While you’re at it, you may want to take a look at your hot tub cover, especially the underside. When it’s beginning to smell like old socks, then it’s time to wash it off. Most covers will consist of cleaning directions, but should not wash them with fresh hot bathwater. Do not experiment with bleach or any other chemicals unless specifically instructed. Self-cleaning hot tubs easier to maintain, learn more here.

Winterizing Your Hot Tub (cold months – optional)

If you would rather not worry about keeping your spa and operating in the cold winter months, it is smart to winterize it doesn’t get ruined when the temperature drops. It is actually fairly simple: Drain all of the water, then blow off the lines with an air compressor, plug any holes and keep it covered.

The reason it is so important to blow out the water is that when it warms (which happens quite easily when it’s not heated and the total amount of water is small – such as everything you’d find in the low spot of a jacuzzi line), it will expand and break whatever it is in. In our case, this means pipes, jets, motors, pumps, and a whole variety of other expensive pieces that may cost a small fortune to repair when the weather warms up.

Of course, if you keep your spa running and up all winter, and adhere to a good maintenance program, you won’t need to worry about winterizing it. Provided that the heater keeps the water warm, it will not freeze, but it is a good idea to check the temperature every day in the winter months, and if you observe that the temperature is constantly dropping from day to day – even by only a little bit – it may be an indication that your hot tub can not keep up with the heat loss from the cold temperature, and it might make more sense to winterize it than risk a freeze.

Final Considerations

While this is a very solid maintenance program, it’s a good idea to see your owner’s manual for specifics.
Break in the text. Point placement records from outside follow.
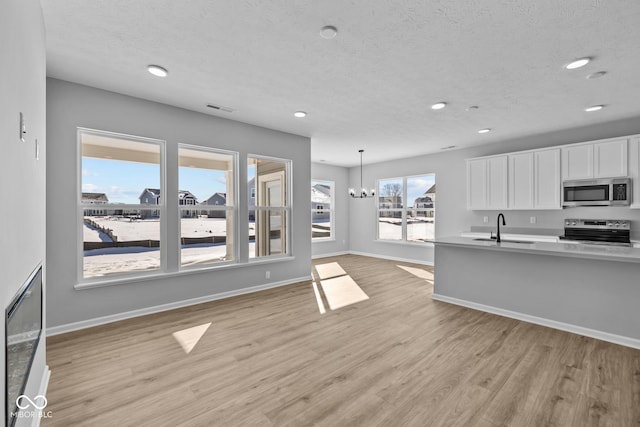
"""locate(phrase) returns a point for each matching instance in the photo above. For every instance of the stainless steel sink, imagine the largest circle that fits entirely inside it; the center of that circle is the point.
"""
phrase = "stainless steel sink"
(485, 239)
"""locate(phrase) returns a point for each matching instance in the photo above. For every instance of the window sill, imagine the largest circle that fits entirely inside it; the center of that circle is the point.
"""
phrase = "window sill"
(325, 239)
(405, 243)
(145, 277)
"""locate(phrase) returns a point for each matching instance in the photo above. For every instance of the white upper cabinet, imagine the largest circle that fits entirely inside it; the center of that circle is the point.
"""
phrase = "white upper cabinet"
(487, 183)
(634, 170)
(610, 158)
(477, 184)
(577, 162)
(528, 180)
(547, 183)
(534, 180)
(521, 178)
(604, 159)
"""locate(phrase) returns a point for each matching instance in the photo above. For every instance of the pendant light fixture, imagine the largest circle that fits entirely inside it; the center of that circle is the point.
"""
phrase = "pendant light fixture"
(364, 193)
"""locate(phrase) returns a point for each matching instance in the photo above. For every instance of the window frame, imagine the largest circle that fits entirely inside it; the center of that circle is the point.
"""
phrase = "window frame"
(404, 211)
(332, 235)
(234, 209)
(80, 207)
(287, 208)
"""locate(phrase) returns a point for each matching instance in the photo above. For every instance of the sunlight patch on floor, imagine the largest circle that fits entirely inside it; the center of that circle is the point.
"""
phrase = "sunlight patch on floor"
(316, 291)
(328, 270)
(342, 291)
(418, 272)
(188, 338)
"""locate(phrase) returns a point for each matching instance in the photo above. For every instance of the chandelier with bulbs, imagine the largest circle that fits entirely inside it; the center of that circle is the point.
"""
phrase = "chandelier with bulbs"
(364, 193)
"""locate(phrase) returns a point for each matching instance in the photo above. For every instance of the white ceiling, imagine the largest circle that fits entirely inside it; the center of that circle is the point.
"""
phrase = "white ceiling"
(372, 86)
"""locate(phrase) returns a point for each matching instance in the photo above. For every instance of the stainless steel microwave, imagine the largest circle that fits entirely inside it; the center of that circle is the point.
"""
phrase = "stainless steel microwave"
(597, 192)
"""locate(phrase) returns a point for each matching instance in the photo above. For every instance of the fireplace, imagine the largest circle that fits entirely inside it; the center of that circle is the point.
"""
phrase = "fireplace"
(23, 328)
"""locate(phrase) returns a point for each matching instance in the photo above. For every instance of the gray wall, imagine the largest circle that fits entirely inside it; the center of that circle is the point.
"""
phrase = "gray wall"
(22, 89)
(452, 216)
(70, 106)
(342, 201)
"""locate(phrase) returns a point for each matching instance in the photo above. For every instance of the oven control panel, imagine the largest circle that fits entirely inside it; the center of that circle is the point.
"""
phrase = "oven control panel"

If your manufacturer includes or recommends another spa maintenance schedule, then by all means follow it. Looking to install a home hot tub in Surrey? Visit Hydropool Surrey to find out more.

Hot tubs have consistently been around relaxation and enjoyment. So in regards to maintenance, what could be more convenient than a tub that cleans itself? For those with their hearts set on a luxury home spa, Surrey-based Hydropool provides a tempting assortment of self-cleaning models. All employ a unique, patented pressurized filter program, together with a completely optimized surface filter for your ultimate spa experience without the hassle.